Delivery capacity is a sublinear function to new people
The consequence is that delivery capacity is sublinear to new people - that is each new person that joins your team will on average add a smaller increment of productivity to the team than the last. This is true at the smallest scale, a team of 3 tend to get more done per person than a team of 6; and at the largest scale, an org of tens of teams tends to deliver less per team then an org of 3 teams.
This axiom becomes more pronounces as your organisation becomes larger, and importantly it is true on average. Amazing hires are worth their weigth in gold and directly contradict this axiom, and some hires simply don’t work out.
This axiom essentially means the function of org size (X) to productivty per person (Y) wants to be concave, and a large part the engineering leadership role and indeed your energy is to fight against that concaving pressure. You do this in mirriad ways, by keeping your hiring bar high, by providing autonomy to your teams (less unnesesary hops), and much more.
So what next?
You still have new experiences, features and products you’d like to deliver and have the means to grow your team. What next?

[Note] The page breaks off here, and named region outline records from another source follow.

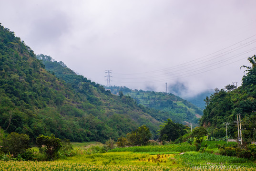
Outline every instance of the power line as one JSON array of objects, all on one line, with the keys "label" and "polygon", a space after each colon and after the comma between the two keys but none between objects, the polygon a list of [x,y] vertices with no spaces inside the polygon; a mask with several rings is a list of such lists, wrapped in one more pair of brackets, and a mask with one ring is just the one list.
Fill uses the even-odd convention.
[{"label": "power line", "polygon": [[107,76],[107,78],[106,80],[105,80],[105,81],[107,81],[107,86],[106,86],[107,87],[109,87],[109,86],[111,86],[111,85],[110,84],[110,81],[112,81],[112,80],[110,79],[110,77],[113,77],[112,76],[110,76],[110,74],[111,73],[112,73],[111,72],[111,70],[105,70],[107,72],[105,72],[105,73],[108,73],[108,75],[107,76]]}]

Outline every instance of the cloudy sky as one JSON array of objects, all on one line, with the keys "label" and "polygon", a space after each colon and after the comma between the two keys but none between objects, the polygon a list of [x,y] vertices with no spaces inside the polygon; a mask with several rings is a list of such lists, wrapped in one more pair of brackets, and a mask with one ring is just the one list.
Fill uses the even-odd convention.
[{"label": "cloudy sky", "polygon": [[241,85],[256,54],[255,0],[9,0],[0,23],[36,54],[106,85],[184,95]]}]

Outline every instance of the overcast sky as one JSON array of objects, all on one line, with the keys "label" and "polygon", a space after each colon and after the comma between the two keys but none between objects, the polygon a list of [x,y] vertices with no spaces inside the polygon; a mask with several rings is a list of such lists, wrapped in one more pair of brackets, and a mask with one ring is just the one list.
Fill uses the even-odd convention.
[{"label": "overcast sky", "polygon": [[233,82],[256,54],[256,0],[0,1],[0,23],[92,81],[184,96]]}]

Hopefully understanding 1. the value you intend to deliver, 2. the speed with which your org can grow and 3. the relationship between the growth and delivery capacity, will dissuade org planning of the form X new people (enigneers, data scientists, product managers) to build Y thing in your roadmap. This form is an easier sell to a leadership team, because of the ilusion of neatness, but rarely actually works.
Rather, I would encourage you plan for (and communicate about) delivery capacity. That is, plan for both the increasing operational burden (from products that are succeeding in the market) and for the ability to build new product.
This distinction isn’t just useful for managing up - it’s helpful in keeping you the planner of a team or an org, intellectually honest. It forces you to ask the question: am I willing to pay in inneficiency to have some more delivery capacity? If so, to deliver what, when? Do I want the cost of more overhead for the potential of more people? This question should dissuade you from the very bad habit of taking any headcount you can have.